The Bactra Review: Occasional and eclectic book reviews by Cosma Shalizi   154

Model Selection and Model Averaging

by Gerda Claeksens and Nils Lid Hjort

Cambridge: Cambridge University Press, 2008

Cambridge Series in Statistical and Probabilistic Mathematics

How Can You Choose Just One?

A statistical model is a story about how the statistician's data might have been generated by a stochastic process. Sometimes we are in the very fortunate situation where our background knowledge tells us that there is really only one plausible story, or at least only one story we know how to tell, and so there is just one model, and we can do all of our statistical inference within that. This is the usual situation presented in statistical textbooks, but it is more of a lie-told-to-children than a reliable guide. The more typical situation is that we very much want to use a parametric statistical model, but neither scientific nor statistical considerations fix on a single model as the right story. We have several possible competing models, and need to either use the data to somehow settle on one — the problem of model selectionThis book is the best available review of model selection from a statistical standpoint. It has a very nice combination of just-enough statistical theory with lots of non-trivial worked examples, and the theory is well-presented and useful, without much being left to folklore. (Some details are referred to Claeskens's and Hjort's papers.)

Chapter 1 opens with some examples to illustrate why reliable model selection would be a good thing, and some of the goals it could serve. Chapter 2 gives a clear, clean presentation of the reasoning behind the famous Akaike information criterion (AIC), as an unbiased estimate of the expected negative log-likelihood (a.k.a. relative entropy or Kullback-Leibler divergence). KL divergence is presented just as a nearly-arbitrary way of saying how far apart two probability distributions are, with the nice property of being zero when and only when the model is exactly right; there is no discussion of either its connection to hypothesis testing (it controls the exponential rate at which power grows), and only a little of its meaning in terms of coding and information (in chapter 4).

The derivations leading to the classical AIC make various quite restrictive assumptions, such as the model specification being completely correct; sections 2.4--2.8 and 2.10 discuss modifications to allow for mis-specification, estimators more robust to outliers than maximum likelihood, using bootstrapping rather than large-sample theory, etc. Section 2.9 explains the connection with cross-validation; a blunt summary is that AIC is a fast asymptotic approximation to leave-one-out cross-validation, and that the former's domain of validity is a strict subset of the latter's. (This does not diminish Akaike's achievements!)

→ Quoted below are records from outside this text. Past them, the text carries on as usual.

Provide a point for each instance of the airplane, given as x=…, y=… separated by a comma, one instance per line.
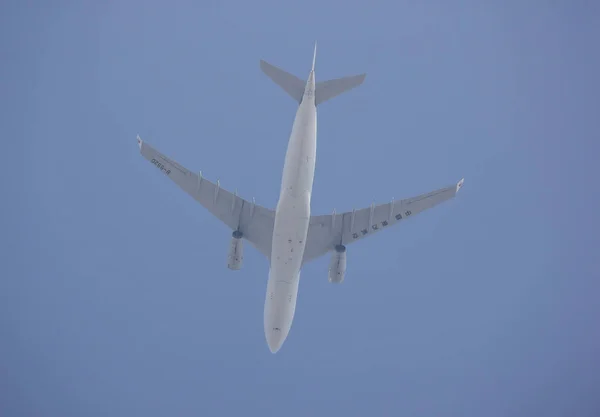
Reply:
x=289, y=236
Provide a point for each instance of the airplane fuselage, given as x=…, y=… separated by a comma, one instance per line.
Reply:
x=291, y=221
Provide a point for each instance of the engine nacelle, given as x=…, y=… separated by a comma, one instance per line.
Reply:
x=337, y=267
x=236, y=251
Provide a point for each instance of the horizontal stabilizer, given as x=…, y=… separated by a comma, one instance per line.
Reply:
x=291, y=84
x=328, y=89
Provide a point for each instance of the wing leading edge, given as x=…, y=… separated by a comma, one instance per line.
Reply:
x=327, y=231
x=255, y=222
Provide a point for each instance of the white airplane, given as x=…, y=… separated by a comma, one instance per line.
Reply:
x=289, y=236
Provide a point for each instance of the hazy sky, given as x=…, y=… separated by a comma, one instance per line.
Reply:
x=115, y=298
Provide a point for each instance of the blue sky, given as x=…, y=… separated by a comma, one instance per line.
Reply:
x=115, y=298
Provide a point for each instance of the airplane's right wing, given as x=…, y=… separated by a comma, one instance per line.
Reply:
x=327, y=231
x=255, y=222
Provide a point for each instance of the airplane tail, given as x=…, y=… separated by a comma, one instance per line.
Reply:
x=324, y=90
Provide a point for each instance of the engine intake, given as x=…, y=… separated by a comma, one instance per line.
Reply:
x=337, y=267
x=236, y=251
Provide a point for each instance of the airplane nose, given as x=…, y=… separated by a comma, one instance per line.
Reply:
x=275, y=338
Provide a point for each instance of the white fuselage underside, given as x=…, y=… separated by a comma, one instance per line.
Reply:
x=291, y=222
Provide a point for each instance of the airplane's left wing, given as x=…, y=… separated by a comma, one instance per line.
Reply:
x=327, y=231
x=255, y=222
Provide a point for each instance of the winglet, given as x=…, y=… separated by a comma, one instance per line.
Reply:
x=459, y=184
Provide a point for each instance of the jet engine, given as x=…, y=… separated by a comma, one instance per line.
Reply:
x=236, y=251
x=337, y=267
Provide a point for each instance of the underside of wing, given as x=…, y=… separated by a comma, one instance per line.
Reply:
x=253, y=221
x=327, y=231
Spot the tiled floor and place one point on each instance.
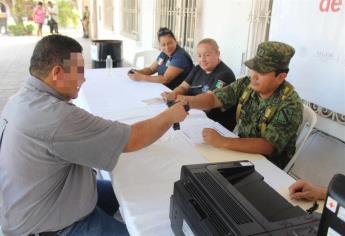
(15, 53)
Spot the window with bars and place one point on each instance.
(180, 16)
(130, 19)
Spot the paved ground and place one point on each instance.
(15, 53)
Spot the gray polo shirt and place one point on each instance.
(47, 149)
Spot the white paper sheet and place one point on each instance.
(192, 128)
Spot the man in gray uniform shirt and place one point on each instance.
(48, 147)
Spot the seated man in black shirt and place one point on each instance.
(210, 74)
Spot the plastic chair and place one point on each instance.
(144, 58)
(303, 132)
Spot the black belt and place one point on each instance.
(53, 233)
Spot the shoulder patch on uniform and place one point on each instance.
(160, 61)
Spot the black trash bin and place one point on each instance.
(101, 48)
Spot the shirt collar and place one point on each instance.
(38, 84)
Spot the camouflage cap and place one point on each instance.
(271, 56)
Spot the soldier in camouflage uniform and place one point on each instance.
(266, 87)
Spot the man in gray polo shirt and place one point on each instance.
(48, 147)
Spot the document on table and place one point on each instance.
(192, 128)
(153, 101)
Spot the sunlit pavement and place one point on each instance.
(15, 53)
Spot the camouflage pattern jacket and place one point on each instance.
(282, 127)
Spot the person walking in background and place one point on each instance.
(39, 15)
(53, 11)
(85, 22)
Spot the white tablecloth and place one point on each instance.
(143, 180)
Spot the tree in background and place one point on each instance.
(21, 12)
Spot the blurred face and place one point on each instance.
(265, 83)
(208, 57)
(167, 44)
(69, 81)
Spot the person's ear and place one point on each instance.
(57, 71)
(281, 77)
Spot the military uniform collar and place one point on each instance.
(275, 97)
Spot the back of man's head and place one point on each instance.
(50, 51)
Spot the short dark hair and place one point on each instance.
(50, 51)
(277, 72)
(165, 31)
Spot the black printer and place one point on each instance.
(233, 199)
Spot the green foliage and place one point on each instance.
(68, 15)
(20, 29)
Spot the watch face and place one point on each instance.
(220, 84)
(205, 88)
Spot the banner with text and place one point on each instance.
(316, 29)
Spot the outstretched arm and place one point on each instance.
(148, 131)
(302, 189)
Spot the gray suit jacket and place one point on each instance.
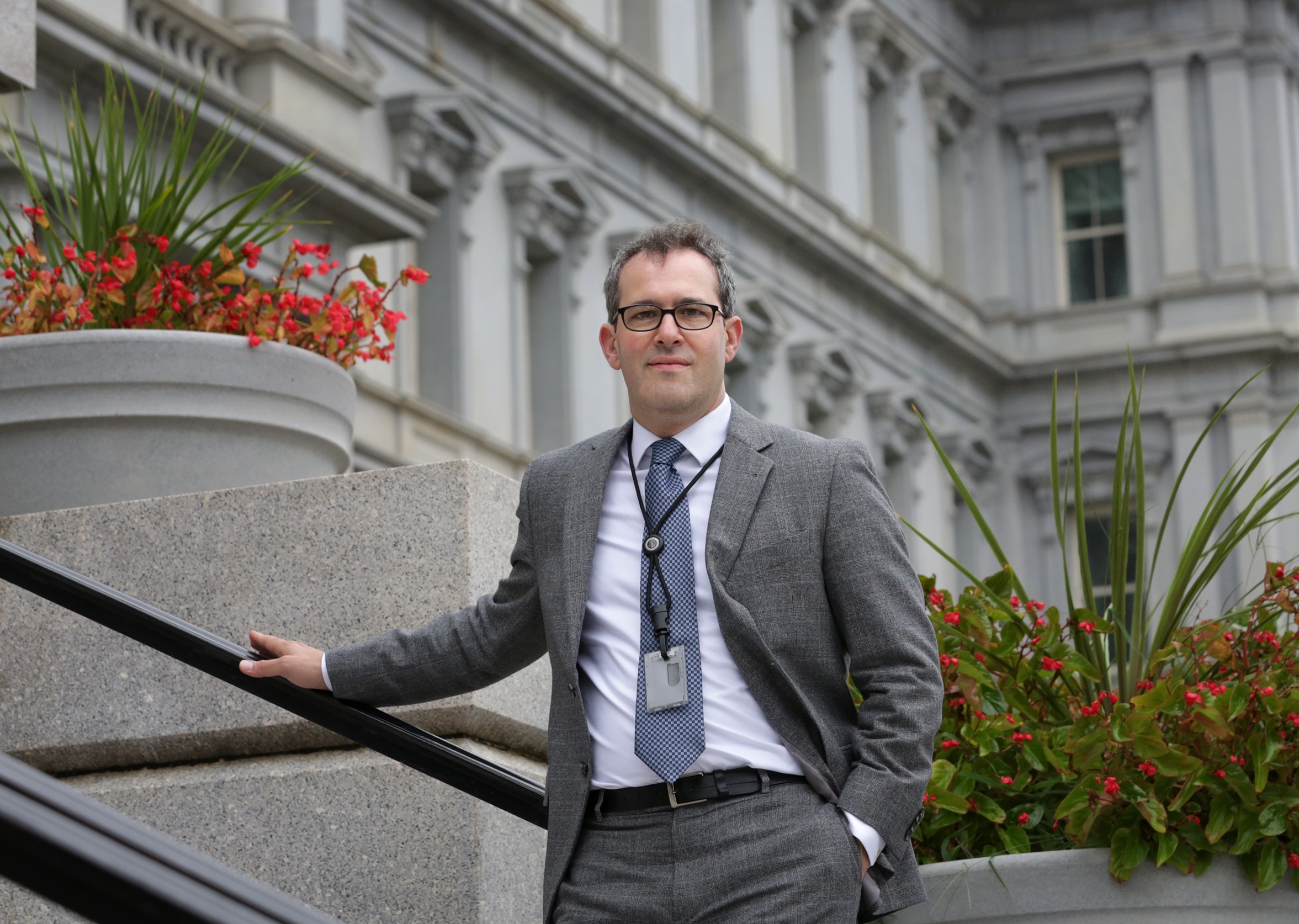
(808, 570)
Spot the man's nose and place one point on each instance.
(668, 331)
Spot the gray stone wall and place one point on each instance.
(325, 560)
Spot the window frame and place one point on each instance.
(1063, 237)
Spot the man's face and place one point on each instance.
(674, 376)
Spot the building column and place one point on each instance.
(1177, 228)
(1233, 168)
(1125, 126)
(1274, 159)
(1194, 493)
(767, 51)
(1041, 229)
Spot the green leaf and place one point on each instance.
(1076, 662)
(1015, 838)
(1127, 852)
(1077, 797)
(1168, 844)
(999, 582)
(1155, 814)
(370, 269)
(1274, 819)
(1194, 836)
(1223, 814)
(1241, 784)
(1176, 763)
(968, 667)
(1238, 701)
(989, 809)
(1183, 858)
(1248, 832)
(1033, 753)
(1090, 749)
(1263, 749)
(1147, 740)
(943, 774)
(1212, 721)
(950, 801)
(1272, 864)
(1154, 699)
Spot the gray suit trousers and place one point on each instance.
(784, 857)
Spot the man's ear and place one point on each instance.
(609, 346)
(734, 332)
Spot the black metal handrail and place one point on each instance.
(107, 867)
(220, 658)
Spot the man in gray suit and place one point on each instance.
(703, 582)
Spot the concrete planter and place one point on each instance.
(1073, 886)
(97, 416)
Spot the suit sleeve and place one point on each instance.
(458, 653)
(878, 603)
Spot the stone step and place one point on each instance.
(324, 560)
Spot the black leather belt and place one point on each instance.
(687, 790)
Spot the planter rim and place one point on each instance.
(130, 334)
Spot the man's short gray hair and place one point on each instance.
(682, 234)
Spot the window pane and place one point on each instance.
(1110, 193)
(1114, 263)
(1079, 192)
(1098, 550)
(1083, 270)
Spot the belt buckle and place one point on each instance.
(672, 794)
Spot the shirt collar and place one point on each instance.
(702, 438)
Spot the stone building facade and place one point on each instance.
(932, 203)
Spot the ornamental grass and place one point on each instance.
(130, 229)
(1145, 730)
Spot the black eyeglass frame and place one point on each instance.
(663, 311)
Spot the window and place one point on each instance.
(808, 79)
(549, 349)
(951, 210)
(1094, 229)
(882, 125)
(639, 30)
(727, 39)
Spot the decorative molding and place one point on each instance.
(893, 420)
(194, 42)
(766, 324)
(442, 141)
(555, 207)
(828, 376)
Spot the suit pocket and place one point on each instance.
(777, 558)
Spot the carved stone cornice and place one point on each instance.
(442, 141)
(828, 376)
(555, 207)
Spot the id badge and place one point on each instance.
(665, 680)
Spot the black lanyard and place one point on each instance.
(653, 546)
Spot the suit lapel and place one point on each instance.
(582, 508)
(741, 477)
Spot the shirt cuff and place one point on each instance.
(867, 836)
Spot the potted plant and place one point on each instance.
(144, 349)
(1089, 762)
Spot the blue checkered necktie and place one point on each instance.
(671, 740)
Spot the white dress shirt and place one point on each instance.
(735, 731)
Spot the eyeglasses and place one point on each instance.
(690, 316)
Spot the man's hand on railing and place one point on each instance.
(298, 663)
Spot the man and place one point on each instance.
(706, 760)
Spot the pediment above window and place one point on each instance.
(443, 141)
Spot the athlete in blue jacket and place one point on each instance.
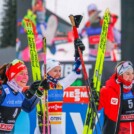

Chapter 3 presents the "Bayesian" information criterion, which is really not very Bayesian* and should probably be called Schwarz's information criterion; the presentation goes through the now-standard route of Laplace approximation, rather than Schwarz's original ideas. It also (sec. 3.5) presents the deviance information criterion of Spiegelhalter et al., noting (p. 92) that in large samples it becomes equivalent to one of the Takeuichi information criterion, one of the more-robust forms of AIC. Section 3.6 glances at minimum description length ideas, in the simplest form where they look very much like BIC.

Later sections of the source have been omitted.